Over the past few months, at my previous job, there was a person that particularly offended me. She treated the staff that worked for me terribly; I didn’t respect the way she treated her own family members, and almost every problem that I had at the Harford County location was due to this one person. As I was preparing to leave my employment there, things become particularly awful. I had this tremendous temptation to tell her EXACTLY what I thought of her on my last day there. As I drove back and forth over the miles on I-95 and the beltway, I would imagine how great it would feel to tell her once and for all how mean, deceitful, and all around foul I found her to be.
Of course I also spent miles reminding myself that I could NOT actually tell her those things. And here’s the reason why: “the wrath of man worketh not the righteousness of God.” I memorized that verse from James when I was a young teenager on a Bible Quiz team, never realizing how often God would use it to remind me to keep my anger in check.

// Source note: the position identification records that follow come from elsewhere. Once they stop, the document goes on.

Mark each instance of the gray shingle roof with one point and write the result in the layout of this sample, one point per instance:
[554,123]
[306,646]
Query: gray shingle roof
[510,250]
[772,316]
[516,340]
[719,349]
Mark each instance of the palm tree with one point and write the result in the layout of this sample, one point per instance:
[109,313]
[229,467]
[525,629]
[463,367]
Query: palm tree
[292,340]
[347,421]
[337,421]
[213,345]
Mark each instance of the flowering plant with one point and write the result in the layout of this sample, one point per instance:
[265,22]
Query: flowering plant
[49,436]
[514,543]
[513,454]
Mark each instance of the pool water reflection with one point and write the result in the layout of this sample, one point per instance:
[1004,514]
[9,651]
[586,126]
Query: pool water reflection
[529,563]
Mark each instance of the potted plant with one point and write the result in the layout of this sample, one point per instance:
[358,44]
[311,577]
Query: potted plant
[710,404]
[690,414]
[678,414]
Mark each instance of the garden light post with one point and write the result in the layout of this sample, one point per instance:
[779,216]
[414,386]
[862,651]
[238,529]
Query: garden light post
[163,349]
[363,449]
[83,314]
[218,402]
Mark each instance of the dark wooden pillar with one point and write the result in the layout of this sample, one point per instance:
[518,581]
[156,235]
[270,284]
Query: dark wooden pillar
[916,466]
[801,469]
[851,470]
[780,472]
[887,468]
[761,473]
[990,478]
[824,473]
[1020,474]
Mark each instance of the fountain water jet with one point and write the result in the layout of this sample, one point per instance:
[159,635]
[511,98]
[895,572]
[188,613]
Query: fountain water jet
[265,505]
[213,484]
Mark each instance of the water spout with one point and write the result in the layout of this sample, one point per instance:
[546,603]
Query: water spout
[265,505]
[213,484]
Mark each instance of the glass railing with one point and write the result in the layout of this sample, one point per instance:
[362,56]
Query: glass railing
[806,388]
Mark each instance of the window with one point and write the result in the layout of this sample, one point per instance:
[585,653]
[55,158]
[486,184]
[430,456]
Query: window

When Peter asked Jesus how many times we needed to forgive, Jesus upped the ante by 70 times more than Peter was prepared to give. In my life (and in my experience at the Y), I’ve dealt with people who push that envelope of forgiveness well past 490 offenses. In the end though, the word of God holds firm: as “righteous” as I might feel to tell someone off, especially with practiced phrasing and finger-snapping attitude, it won’t ever change that person’s heart. It may (possibly) change their behavior for a while, but only the Holy Spirit can change someone’s motivation. Only the righteousness of God will truly change their heart. As much as I like to think that my holy beat-down will somehow give God the “help” He needs, the truth is that my anger only gets in the way of God’s plan.